See, Hear, and Read: Deep Aligned Representations arxiv-vanity.com/papers/1706.00932/
I trained image and caption pairs. As a result, it was found that the relationship between sound and text, which feels good quantitatively, could be learned even for unknown images. CNN for text, sounds, and images. The fun is that the lower layers do not share weights, but only the upper layers share weights.
We trained paired images and sounds, or images and texts, so that they belong to the same group (KL divergence).
I fed the voice, text and image data. For learning, there are two pairs of image + text and image + voice. However, as a result, we were able to learn voice and text pairs as well. (It can be said that you are learning a pair by using an image as a bridge)

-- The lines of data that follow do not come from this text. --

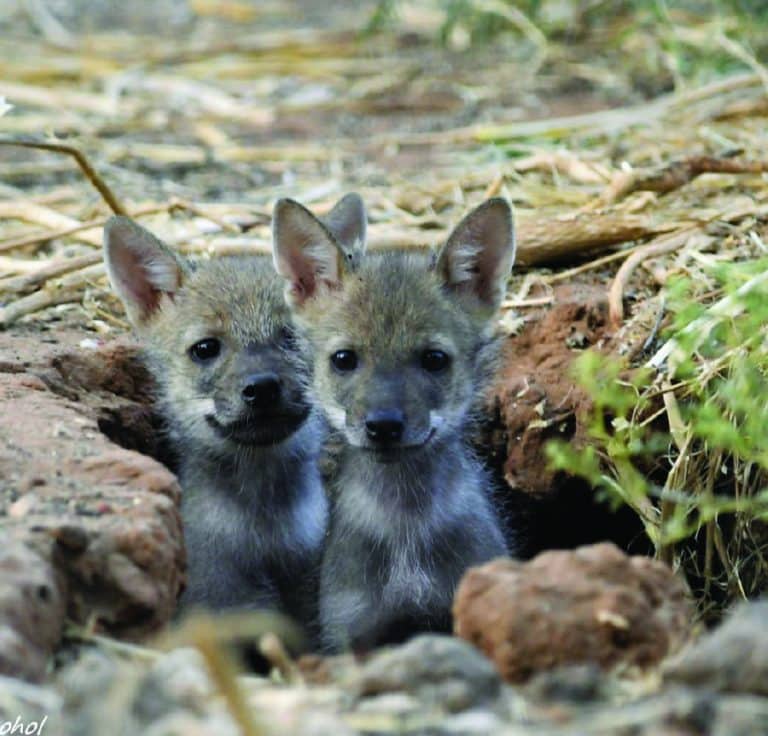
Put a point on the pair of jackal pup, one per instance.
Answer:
(258, 360)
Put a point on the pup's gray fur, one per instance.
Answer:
(411, 515)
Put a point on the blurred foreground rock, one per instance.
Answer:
(593, 604)
(90, 529)
(732, 658)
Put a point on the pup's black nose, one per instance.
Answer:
(385, 426)
(261, 390)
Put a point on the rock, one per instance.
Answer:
(732, 658)
(440, 670)
(593, 604)
(23, 704)
(91, 529)
(535, 395)
(32, 608)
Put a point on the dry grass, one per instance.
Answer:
(197, 138)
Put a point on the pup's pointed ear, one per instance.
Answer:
(480, 252)
(305, 252)
(348, 223)
(141, 268)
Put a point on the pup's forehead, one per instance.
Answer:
(394, 304)
(241, 296)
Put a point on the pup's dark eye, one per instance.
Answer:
(344, 360)
(435, 361)
(205, 350)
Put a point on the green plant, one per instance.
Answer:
(683, 439)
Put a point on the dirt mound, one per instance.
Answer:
(97, 523)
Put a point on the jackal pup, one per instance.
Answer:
(232, 377)
(402, 346)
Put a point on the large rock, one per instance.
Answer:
(91, 530)
(732, 658)
(593, 604)
(440, 670)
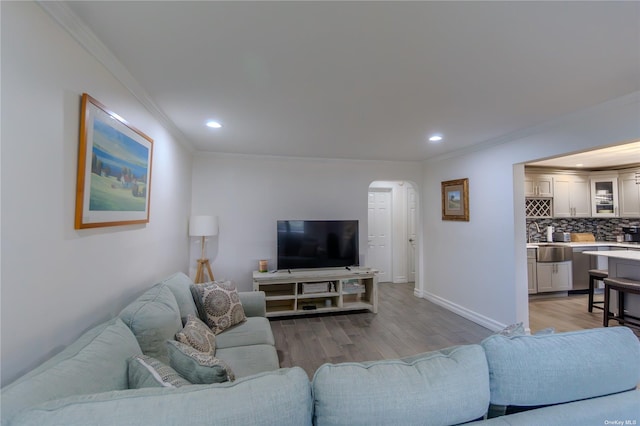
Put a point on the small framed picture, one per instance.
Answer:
(455, 200)
(114, 169)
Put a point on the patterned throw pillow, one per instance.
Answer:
(197, 335)
(145, 371)
(218, 305)
(198, 367)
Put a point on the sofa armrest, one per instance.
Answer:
(253, 303)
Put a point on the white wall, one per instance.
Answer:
(249, 194)
(478, 268)
(57, 281)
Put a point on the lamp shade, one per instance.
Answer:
(203, 226)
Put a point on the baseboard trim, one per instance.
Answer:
(462, 311)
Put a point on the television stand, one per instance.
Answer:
(312, 291)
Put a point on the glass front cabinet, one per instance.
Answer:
(604, 196)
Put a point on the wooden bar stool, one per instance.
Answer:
(622, 286)
(595, 275)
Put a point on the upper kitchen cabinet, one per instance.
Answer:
(604, 196)
(629, 193)
(538, 185)
(571, 196)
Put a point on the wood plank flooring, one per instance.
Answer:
(566, 314)
(563, 313)
(405, 325)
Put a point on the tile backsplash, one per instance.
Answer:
(602, 229)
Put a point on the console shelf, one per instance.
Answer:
(303, 292)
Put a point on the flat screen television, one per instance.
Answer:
(307, 244)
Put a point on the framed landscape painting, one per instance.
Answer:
(114, 169)
(455, 200)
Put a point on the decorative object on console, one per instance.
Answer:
(114, 169)
(203, 226)
(218, 305)
(455, 200)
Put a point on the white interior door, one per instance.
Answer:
(379, 233)
(411, 233)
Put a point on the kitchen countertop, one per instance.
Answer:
(589, 244)
(617, 254)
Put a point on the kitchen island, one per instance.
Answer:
(623, 264)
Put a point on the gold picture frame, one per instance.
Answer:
(114, 169)
(455, 200)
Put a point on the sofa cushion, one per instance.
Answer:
(197, 335)
(247, 360)
(95, 362)
(148, 372)
(180, 284)
(254, 331)
(562, 367)
(154, 318)
(218, 304)
(438, 388)
(276, 398)
(197, 367)
(617, 409)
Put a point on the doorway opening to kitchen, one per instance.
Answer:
(583, 201)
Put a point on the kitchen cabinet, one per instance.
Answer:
(580, 265)
(604, 196)
(538, 185)
(532, 278)
(629, 201)
(571, 196)
(554, 276)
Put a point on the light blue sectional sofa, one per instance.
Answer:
(581, 378)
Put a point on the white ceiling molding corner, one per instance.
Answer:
(69, 21)
(630, 98)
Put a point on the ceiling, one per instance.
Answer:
(605, 158)
(367, 80)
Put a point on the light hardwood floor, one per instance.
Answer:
(405, 325)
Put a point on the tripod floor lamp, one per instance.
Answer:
(203, 226)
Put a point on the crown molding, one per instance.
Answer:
(69, 21)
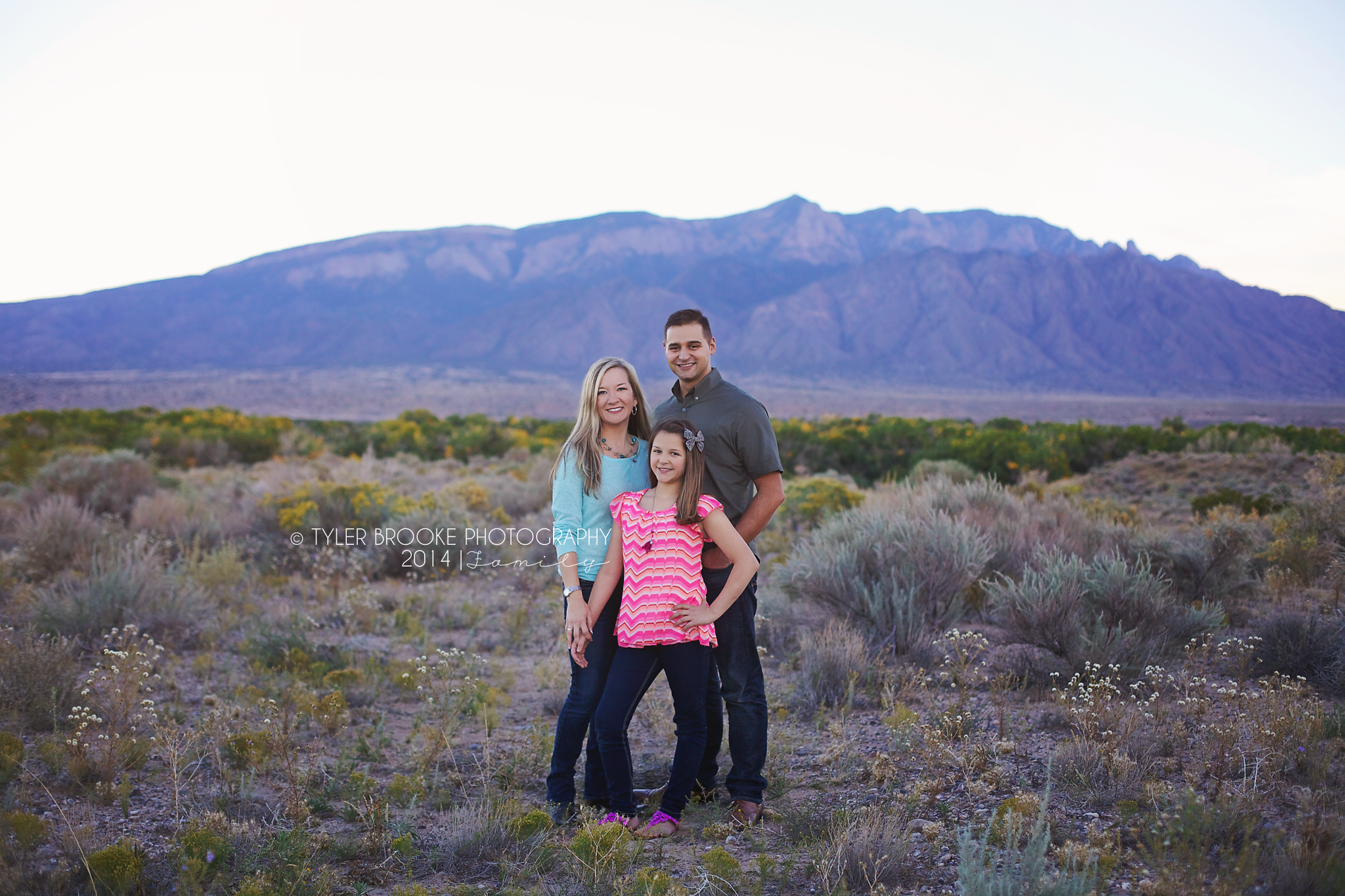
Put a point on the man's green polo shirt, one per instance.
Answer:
(739, 441)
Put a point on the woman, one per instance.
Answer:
(606, 454)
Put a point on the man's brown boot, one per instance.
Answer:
(744, 815)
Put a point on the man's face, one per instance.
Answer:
(688, 352)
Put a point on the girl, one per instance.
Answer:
(665, 622)
(606, 454)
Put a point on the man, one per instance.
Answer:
(743, 472)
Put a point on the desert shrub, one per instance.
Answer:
(831, 664)
(1015, 526)
(185, 517)
(105, 482)
(870, 849)
(204, 851)
(810, 500)
(600, 855)
(470, 834)
(1196, 837)
(287, 649)
(11, 757)
(896, 574)
(125, 585)
(118, 868)
(112, 730)
(1313, 860)
(37, 677)
(1094, 773)
(307, 504)
(1106, 612)
(55, 536)
(1308, 645)
(218, 572)
(1262, 504)
(1210, 563)
(956, 472)
(1310, 532)
(1019, 871)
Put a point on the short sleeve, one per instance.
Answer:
(757, 444)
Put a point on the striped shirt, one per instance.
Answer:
(662, 562)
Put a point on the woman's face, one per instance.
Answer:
(615, 396)
(667, 457)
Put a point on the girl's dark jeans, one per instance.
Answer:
(634, 670)
(573, 723)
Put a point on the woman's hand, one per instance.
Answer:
(688, 617)
(577, 653)
(576, 621)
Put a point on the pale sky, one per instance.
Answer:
(151, 139)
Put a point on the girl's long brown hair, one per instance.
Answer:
(693, 476)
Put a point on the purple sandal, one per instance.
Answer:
(659, 817)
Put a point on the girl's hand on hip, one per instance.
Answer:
(689, 617)
(577, 653)
(576, 622)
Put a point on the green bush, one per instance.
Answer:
(1308, 645)
(105, 482)
(1017, 871)
(956, 472)
(127, 585)
(1262, 504)
(807, 501)
(11, 757)
(831, 664)
(37, 679)
(896, 575)
(118, 870)
(57, 536)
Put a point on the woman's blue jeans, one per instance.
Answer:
(573, 723)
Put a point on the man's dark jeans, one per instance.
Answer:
(741, 685)
(573, 723)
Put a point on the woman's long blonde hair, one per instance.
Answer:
(583, 446)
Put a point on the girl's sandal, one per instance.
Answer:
(654, 830)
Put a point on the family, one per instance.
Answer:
(653, 534)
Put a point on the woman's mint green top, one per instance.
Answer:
(584, 522)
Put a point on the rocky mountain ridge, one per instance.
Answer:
(967, 300)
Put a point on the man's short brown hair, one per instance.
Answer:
(688, 316)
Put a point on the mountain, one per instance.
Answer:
(967, 300)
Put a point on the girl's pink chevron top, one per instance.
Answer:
(662, 570)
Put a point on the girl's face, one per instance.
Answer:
(667, 457)
(615, 396)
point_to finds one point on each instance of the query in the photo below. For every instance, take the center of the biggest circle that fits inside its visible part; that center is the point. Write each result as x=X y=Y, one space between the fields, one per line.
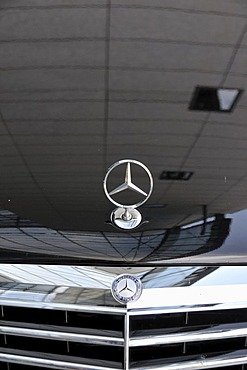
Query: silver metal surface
x=128 y=184
x=49 y=363
x=231 y=359
x=126 y=288
x=63 y=336
x=126 y=222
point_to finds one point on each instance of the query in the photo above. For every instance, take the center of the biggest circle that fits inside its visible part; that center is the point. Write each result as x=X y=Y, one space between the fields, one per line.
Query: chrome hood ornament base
x=126 y=216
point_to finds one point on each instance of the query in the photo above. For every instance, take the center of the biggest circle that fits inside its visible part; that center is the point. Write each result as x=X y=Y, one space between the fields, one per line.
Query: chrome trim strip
x=126 y=341
x=63 y=336
x=49 y=363
x=62 y=306
x=200 y=335
x=189 y=308
x=230 y=359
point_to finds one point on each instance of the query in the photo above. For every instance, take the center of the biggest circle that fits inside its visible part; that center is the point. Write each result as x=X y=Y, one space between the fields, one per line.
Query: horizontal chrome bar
x=62 y=306
x=63 y=336
x=184 y=308
x=231 y=359
x=49 y=363
x=200 y=335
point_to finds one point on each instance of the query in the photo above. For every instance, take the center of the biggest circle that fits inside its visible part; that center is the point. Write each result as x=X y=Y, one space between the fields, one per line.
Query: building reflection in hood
x=27 y=242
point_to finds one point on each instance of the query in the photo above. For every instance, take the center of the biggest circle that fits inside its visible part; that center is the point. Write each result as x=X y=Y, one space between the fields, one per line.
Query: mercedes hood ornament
x=126 y=216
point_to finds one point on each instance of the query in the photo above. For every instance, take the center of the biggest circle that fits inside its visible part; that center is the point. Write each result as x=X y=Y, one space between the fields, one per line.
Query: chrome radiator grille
x=57 y=339
x=32 y=338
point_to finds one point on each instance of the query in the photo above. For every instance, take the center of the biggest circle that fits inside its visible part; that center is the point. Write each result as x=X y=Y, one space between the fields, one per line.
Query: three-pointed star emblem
x=128 y=184
x=126 y=288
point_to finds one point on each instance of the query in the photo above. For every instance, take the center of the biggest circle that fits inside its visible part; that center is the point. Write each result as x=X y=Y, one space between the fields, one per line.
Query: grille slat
x=231 y=359
x=63 y=336
x=220 y=332
x=50 y=339
x=49 y=363
x=188 y=340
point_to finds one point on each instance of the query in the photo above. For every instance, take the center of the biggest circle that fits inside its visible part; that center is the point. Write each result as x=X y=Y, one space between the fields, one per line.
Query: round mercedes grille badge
x=126 y=288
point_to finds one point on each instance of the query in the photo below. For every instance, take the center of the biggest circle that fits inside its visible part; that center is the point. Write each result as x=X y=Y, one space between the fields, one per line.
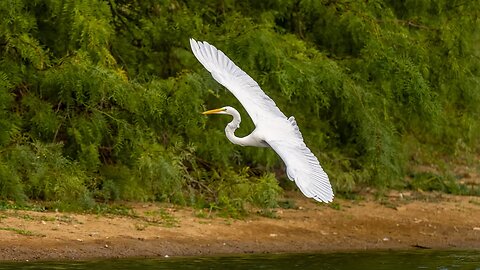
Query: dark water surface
x=425 y=259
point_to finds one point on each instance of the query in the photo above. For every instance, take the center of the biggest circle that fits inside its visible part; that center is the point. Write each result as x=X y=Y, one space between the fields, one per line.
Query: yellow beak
x=214 y=111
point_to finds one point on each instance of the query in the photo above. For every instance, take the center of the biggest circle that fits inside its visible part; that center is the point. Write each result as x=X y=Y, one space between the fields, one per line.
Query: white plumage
x=272 y=128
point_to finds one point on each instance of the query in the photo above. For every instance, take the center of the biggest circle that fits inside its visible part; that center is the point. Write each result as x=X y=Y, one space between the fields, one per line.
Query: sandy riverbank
x=433 y=221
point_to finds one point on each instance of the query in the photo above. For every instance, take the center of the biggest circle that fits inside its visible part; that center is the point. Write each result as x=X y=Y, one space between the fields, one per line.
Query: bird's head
x=224 y=110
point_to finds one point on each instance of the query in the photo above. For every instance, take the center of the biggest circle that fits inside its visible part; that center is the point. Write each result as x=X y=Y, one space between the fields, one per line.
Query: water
x=391 y=260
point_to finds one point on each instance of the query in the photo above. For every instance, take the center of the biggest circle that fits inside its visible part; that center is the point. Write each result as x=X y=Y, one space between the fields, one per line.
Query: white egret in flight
x=272 y=128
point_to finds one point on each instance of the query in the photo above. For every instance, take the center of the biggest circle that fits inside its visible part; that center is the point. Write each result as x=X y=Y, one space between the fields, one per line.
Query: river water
x=391 y=260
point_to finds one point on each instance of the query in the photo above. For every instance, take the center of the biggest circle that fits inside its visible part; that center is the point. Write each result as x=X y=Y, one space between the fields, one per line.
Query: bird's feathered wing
x=302 y=166
x=243 y=87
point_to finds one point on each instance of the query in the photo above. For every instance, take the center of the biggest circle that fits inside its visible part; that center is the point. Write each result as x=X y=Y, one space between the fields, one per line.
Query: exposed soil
x=401 y=222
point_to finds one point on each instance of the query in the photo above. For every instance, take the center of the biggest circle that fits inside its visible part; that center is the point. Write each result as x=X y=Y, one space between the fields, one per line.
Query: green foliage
x=100 y=100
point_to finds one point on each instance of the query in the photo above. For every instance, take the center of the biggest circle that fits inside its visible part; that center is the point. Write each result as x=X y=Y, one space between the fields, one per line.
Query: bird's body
x=272 y=128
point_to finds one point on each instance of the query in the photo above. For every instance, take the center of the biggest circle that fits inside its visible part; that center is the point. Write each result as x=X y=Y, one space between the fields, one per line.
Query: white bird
x=272 y=128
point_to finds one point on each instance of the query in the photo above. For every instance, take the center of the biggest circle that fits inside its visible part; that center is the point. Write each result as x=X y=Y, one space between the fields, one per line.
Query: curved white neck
x=232 y=126
x=249 y=140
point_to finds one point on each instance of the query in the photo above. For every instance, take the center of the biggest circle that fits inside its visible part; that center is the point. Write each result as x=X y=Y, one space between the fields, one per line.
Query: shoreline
x=159 y=230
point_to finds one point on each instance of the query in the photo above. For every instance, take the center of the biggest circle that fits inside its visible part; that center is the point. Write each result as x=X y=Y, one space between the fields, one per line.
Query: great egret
x=272 y=128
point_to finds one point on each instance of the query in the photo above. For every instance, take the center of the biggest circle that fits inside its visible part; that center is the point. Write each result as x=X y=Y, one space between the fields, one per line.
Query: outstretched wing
x=302 y=166
x=243 y=87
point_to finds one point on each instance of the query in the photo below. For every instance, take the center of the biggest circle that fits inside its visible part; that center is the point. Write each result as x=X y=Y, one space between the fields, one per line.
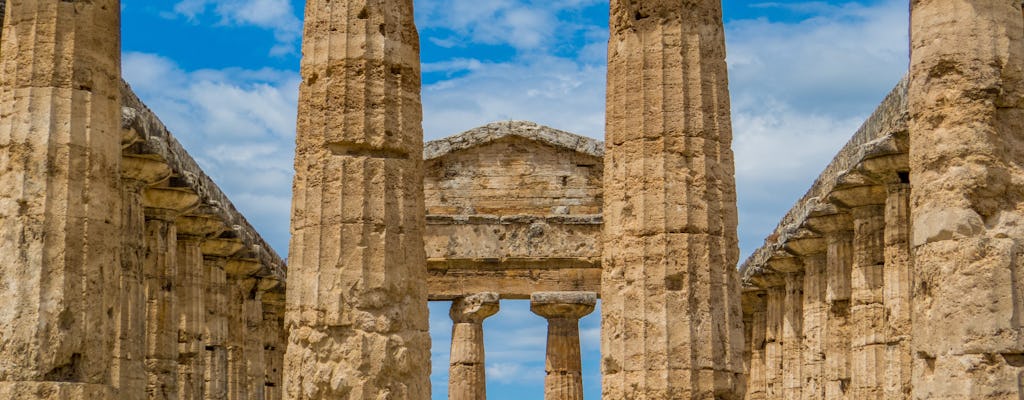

The point is to take the opportunity to learn recognition that spans three multimodal things: images, music, and text. The point of learning a very human perception. I think this is the first time for me to approach such a large scale and three senses and modals. As a result, the sound / text pair is not trained, but it is possible by using the image as a bridge. In other words, when translating from English to any language, it's like passing through the bridge language (an iron-clad English-language approach) English → image image → French English is sound or text. French is text or sound Where is the heart of technology and method? We did all the CNNs on audio, images and text. The point of creating a new network that connects all the upper layers.
Cross-modal search scores were compared. Cross-modal search is, for example, when you want data of an imaged modal (text, image, or sound), you can search by query from another modal to see if you can get the desired data.
Sound and language Voice search. It is quite common. Probabilistic model Language and vision Image → Different from automatic text caption generation. In this experiment, only the relationship between the image and the voice or text is learned. Also, new stores use CNN instead of RNN for texts.